If you discovered that leeches were attached to your flesh, would you decline to remove them on the grounds that they had already consumed such a large a percentage of your blood that it would not be wise to disturb them now?
Granted, if I were designing a brand new health care system “from the ground up,” I would not create one in which the primary mandate was to establish and maintain a parasitic executive class whose main function was to generously award itself the largest share possible from funds that would otherwise be available to care for sick people.
But regardless of whether we are in the process of creating, operating, maintaining, or “reforming” our health care system, what does not make sense is to retain the one design element that contains within it a terminal conflict of interest that no tinkering can ever resolve. A for-profit system assumes that we can somehow make people rich as a result of caring for the sick, but what we really do is make people sick by caring for the rich.
One thing is clear: despite spending tens of millions of dollars worth of their ill-gotten profits to buy off our politicians and deform public opinion on the issues, Americans are not buying the traditional array of industry excuses any more. Even absent any substantial support for the idea in Washington or in the corporate mass media, about two- thirds of our citizens want to switch to a single-payer system now.
What is there really to argue or debate? Healthcare industry executives, some of the best paid people on the planet, seem less than eager to appear before the public in front of a banner that reads, “We’re number thirty seven — and that’s good enough!” So they and their politicians and media outlets spread fairy dust.
Virtually all of the current “reform” plans being tossed about by our politicians, including the much-touted “public option,” leave in place a network of for-profit private insurance companies to administer the system.
This arrangement fails completely to address our systemic defect.

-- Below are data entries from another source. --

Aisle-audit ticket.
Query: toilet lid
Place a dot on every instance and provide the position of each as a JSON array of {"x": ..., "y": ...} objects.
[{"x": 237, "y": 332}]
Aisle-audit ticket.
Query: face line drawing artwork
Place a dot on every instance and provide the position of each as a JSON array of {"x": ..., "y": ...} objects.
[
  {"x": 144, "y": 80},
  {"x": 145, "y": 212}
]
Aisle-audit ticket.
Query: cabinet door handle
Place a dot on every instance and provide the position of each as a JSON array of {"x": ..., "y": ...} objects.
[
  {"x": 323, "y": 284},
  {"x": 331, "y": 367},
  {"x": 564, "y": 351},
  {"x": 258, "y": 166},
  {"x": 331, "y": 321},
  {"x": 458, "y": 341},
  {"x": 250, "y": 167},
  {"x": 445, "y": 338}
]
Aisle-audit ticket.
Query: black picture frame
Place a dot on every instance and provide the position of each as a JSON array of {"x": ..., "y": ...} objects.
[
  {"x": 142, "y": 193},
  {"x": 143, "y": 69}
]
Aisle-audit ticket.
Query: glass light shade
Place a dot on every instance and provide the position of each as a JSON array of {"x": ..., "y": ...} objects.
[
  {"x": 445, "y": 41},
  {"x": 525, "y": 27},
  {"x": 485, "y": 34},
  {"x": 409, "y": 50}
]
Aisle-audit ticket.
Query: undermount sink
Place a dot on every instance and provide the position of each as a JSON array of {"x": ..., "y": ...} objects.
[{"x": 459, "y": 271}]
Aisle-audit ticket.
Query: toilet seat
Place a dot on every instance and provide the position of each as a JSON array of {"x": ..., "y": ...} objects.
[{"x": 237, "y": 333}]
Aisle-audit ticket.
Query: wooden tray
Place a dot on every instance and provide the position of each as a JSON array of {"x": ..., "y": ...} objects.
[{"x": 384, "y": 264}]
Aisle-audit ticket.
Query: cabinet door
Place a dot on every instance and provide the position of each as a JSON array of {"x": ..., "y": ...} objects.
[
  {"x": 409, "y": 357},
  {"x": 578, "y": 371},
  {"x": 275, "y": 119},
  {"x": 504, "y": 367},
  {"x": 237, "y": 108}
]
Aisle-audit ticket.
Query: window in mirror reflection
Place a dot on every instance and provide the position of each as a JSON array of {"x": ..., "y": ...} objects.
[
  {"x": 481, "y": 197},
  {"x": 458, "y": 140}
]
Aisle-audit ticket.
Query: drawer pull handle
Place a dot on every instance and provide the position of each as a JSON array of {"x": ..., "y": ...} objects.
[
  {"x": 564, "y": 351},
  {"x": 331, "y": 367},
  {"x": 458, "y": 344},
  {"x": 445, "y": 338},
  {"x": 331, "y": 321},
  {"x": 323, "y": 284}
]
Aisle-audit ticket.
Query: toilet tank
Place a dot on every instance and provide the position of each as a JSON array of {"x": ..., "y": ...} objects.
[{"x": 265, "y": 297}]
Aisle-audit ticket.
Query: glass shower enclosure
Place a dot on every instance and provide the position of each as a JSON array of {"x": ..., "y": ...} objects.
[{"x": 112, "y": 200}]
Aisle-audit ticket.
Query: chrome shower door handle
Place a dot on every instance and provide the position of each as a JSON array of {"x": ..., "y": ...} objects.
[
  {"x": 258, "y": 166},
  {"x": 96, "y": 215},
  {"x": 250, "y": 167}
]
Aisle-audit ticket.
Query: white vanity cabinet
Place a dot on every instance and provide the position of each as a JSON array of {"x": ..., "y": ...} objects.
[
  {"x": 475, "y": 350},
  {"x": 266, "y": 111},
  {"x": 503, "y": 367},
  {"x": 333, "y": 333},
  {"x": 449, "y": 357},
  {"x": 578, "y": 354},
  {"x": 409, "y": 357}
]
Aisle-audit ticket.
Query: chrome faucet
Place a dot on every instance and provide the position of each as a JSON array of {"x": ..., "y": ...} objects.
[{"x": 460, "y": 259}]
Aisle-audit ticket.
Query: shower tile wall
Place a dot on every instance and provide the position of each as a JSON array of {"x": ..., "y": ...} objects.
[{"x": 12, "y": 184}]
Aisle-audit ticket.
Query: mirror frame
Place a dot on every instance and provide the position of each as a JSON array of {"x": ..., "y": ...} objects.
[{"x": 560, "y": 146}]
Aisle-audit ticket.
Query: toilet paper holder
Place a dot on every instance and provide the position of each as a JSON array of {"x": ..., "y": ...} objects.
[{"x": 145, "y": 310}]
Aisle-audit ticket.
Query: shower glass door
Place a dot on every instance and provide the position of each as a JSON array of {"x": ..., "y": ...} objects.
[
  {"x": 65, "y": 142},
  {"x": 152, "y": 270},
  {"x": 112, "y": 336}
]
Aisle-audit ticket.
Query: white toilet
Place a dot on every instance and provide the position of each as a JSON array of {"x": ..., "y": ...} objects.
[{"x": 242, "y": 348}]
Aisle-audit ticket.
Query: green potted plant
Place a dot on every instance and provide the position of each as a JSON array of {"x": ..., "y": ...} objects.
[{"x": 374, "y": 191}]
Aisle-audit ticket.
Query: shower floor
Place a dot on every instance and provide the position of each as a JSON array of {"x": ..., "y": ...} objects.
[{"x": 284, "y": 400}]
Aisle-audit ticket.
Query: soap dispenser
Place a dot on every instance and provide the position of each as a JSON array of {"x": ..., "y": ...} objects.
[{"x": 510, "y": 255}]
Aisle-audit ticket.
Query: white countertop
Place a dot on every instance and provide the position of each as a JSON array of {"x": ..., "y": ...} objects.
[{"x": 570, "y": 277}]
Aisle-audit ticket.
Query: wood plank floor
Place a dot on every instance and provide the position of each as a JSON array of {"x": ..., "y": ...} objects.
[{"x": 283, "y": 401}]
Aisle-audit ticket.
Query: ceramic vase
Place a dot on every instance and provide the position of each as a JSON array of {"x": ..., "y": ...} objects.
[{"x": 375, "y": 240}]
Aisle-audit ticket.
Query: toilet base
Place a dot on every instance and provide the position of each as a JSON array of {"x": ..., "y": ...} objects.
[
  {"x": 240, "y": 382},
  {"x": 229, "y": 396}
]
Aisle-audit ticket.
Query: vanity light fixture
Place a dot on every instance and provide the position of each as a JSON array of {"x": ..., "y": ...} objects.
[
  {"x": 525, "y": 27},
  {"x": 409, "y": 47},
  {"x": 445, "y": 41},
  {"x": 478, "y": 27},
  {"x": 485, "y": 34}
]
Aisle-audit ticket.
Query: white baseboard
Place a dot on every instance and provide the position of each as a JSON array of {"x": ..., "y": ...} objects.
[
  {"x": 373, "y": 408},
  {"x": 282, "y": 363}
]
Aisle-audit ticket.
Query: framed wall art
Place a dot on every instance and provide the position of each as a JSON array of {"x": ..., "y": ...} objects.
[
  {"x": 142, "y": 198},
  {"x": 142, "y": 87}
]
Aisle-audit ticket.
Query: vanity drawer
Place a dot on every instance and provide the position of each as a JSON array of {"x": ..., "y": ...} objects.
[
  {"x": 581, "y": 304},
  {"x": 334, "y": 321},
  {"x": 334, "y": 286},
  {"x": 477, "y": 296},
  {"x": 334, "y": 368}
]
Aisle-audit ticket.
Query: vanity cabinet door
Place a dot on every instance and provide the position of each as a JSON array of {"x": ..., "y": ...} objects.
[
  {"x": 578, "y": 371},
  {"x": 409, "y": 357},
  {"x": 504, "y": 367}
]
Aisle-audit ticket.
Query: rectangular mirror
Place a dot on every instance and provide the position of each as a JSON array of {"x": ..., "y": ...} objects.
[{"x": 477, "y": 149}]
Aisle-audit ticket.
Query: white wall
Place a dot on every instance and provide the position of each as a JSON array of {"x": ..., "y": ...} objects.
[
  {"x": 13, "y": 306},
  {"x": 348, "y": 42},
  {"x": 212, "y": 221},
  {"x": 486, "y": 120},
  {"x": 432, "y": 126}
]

For-profit healthcare is the problem. It cannot possibly be the solution.
This is why I will not be joining with the liberal groups that are frantically calling for us to support “Obama’s public option” against the forces of darkness. I don’t believe that this is where the battle should be fought. In my cosmology, it seems clear that the forces of darkness have already wormed their way into Obama’s plans and processes, rendering any and all detailed discussion of them a waste of time.

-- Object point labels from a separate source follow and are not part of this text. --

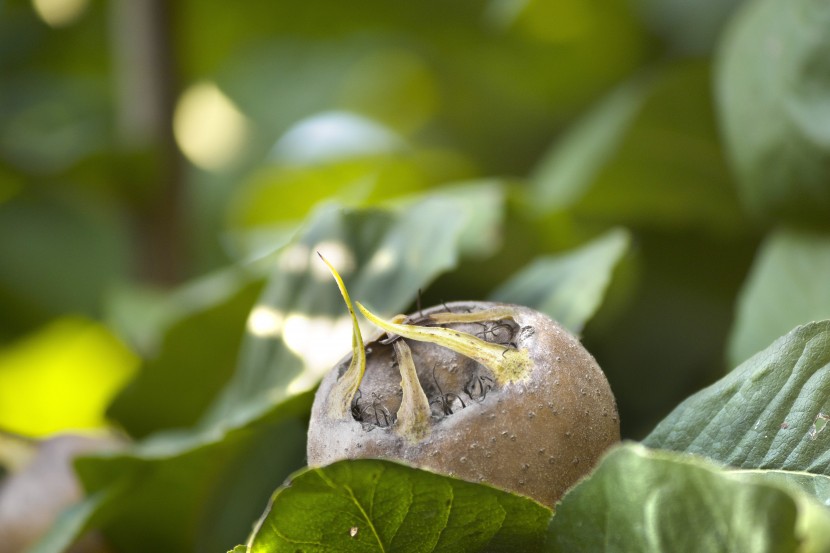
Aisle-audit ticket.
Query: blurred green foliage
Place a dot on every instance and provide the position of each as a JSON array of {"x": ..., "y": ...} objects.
[{"x": 162, "y": 162}]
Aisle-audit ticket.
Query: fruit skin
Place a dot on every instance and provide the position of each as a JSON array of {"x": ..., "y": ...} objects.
[{"x": 537, "y": 436}]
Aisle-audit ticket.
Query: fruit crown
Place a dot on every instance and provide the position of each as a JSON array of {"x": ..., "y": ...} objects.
[{"x": 508, "y": 364}]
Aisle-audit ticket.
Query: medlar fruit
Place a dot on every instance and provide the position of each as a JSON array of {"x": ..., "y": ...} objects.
[{"x": 486, "y": 392}]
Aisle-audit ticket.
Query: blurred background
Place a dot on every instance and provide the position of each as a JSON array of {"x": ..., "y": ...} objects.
[{"x": 153, "y": 152}]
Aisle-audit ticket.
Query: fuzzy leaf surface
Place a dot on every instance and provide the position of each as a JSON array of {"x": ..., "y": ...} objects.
[
  {"x": 641, "y": 500},
  {"x": 788, "y": 286},
  {"x": 771, "y": 86},
  {"x": 373, "y": 505},
  {"x": 770, "y": 413},
  {"x": 568, "y": 287}
]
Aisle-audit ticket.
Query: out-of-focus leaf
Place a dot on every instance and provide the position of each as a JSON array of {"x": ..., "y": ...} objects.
[
  {"x": 224, "y": 469},
  {"x": 39, "y": 233},
  {"x": 789, "y": 285},
  {"x": 570, "y": 167},
  {"x": 45, "y": 492},
  {"x": 667, "y": 171},
  {"x": 816, "y": 485},
  {"x": 74, "y": 522},
  {"x": 195, "y": 338},
  {"x": 772, "y": 80},
  {"x": 640, "y": 500},
  {"x": 62, "y": 378},
  {"x": 568, "y": 287},
  {"x": 771, "y": 412},
  {"x": 299, "y": 329},
  {"x": 691, "y": 28},
  {"x": 373, "y": 505}
]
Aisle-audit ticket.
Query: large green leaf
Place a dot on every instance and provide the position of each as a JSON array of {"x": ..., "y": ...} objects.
[
  {"x": 568, "y": 287},
  {"x": 570, "y": 167},
  {"x": 772, "y": 82},
  {"x": 373, "y": 505},
  {"x": 300, "y": 329},
  {"x": 224, "y": 469},
  {"x": 788, "y": 286},
  {"x": 771, "y": 412},
  {"x": 640, "y": 500},
  {"x": 688, "y": 27},
  {"x": 191, "y": 335},
  {"x": 648, "y": 156}
]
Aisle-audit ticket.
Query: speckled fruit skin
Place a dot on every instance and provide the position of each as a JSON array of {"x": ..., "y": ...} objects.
[{"x": 536, "y": 437}]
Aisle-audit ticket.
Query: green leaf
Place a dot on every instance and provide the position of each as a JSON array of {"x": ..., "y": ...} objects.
[
  {"x": 74, "y": 522},
  {"x": 650, "y": 156},
  {"x": 193, "y": 335},
  {"x": 372, "y": 505},
  {"x": 91, "y": 253},
  {"x": 639, "y": 500},
  {"x": 772, "y": 81},
  {"x": 571, "y": 166},
  {"x": 384, "y": 256},
  {"x": 62, "y": 377},
  {"x": 816, "y": 485},
  {"x": 788, "y": 286},
  {"x": 568, "y": 287},
  {"x": 224, "y": 469},
  {"x": 688, "y": 27},
  {"x": 771, "y": 412}
]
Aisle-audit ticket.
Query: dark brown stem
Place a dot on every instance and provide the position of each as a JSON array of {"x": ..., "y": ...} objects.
[{"x": 146, "y": 74}]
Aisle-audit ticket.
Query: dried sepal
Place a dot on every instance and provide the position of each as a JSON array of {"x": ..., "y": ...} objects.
[
  {"x": 414, "y": 412},
  {"x": 507, "y": 363},
  {"x": 342, "y": 396}
]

Democrats control the White House and both branches of Congress, and could count on the overwhelming support of a large majority of citizens on the single-payer issue. Yet they refuse to even put real reform “on the table.” Instead, they choose to put all of their effort into a battle over incredibly complex sets of half-measures that are designed to placate the insurance and drug industries by leaving them in firm control of our system. Even then, they seem to be preparing us for the idea that they may somehow actually lose this little skirmish to the big bad evil Republican obstructionists.

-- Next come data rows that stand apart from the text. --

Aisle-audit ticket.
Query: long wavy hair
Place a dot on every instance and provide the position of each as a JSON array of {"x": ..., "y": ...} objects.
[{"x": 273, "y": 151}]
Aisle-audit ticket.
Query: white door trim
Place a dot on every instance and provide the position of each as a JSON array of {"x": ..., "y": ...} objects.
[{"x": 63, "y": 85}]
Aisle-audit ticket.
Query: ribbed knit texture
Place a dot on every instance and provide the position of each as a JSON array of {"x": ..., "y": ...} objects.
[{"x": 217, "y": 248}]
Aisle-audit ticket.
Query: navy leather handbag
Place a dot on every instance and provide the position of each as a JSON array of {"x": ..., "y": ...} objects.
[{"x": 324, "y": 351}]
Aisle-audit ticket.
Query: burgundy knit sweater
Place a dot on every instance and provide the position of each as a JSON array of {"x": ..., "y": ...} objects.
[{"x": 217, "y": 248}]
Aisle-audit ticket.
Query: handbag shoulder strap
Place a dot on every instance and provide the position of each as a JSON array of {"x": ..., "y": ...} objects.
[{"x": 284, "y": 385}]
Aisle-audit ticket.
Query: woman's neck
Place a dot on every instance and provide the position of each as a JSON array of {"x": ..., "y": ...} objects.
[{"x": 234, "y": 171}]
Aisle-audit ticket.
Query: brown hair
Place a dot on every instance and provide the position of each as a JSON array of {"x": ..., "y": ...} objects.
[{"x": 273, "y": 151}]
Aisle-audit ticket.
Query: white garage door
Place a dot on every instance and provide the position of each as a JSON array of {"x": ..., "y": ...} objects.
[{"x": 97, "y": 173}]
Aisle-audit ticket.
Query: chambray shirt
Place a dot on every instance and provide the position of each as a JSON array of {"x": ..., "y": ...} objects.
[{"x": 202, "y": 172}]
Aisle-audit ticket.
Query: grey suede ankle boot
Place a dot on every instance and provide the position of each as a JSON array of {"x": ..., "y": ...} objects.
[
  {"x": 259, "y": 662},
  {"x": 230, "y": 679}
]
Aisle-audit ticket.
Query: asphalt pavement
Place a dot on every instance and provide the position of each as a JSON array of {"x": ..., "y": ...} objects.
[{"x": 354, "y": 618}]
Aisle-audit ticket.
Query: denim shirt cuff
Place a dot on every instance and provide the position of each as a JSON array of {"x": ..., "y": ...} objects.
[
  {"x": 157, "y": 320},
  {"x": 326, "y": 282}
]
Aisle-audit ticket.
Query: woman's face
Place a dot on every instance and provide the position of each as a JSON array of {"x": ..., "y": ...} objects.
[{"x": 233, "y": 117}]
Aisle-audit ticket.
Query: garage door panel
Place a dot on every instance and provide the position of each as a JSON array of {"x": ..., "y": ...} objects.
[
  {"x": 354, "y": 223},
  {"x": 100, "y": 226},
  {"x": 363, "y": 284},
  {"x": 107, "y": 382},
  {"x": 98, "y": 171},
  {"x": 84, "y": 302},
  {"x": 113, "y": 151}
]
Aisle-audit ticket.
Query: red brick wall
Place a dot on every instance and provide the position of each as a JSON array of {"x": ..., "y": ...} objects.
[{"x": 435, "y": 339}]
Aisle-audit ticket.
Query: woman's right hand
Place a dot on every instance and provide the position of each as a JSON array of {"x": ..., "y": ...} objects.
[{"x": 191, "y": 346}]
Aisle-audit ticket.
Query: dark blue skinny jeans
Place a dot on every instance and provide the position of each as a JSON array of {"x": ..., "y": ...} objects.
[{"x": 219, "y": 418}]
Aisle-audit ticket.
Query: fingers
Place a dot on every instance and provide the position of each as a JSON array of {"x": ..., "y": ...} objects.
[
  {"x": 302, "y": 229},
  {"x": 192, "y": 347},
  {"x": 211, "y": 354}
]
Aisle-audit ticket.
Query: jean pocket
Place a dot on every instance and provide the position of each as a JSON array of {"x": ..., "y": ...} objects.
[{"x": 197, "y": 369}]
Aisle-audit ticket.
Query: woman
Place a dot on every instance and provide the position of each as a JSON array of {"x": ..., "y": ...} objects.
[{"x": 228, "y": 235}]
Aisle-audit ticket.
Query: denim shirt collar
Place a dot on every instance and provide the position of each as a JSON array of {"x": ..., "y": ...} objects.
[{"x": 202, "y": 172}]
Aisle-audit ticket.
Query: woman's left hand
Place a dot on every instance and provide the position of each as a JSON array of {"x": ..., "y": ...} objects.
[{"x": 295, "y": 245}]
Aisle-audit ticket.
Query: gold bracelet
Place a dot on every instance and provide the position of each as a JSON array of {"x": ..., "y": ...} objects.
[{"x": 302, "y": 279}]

This approach is absurd and should be considered unacceptable. It will leave us with no option other than to continue tiptoeing around the elephant that has taken up permanent residence in our living room.
The solution to our perpetual health care dilemma is actually far simpler than all of that. What we need and should demand is fundamental systemic reform. In this situation, the only reform worthy of its name will be of the kind that unequivocally removes the profit motive from our health care system, and covers everyone under a federally administered single-payer plan.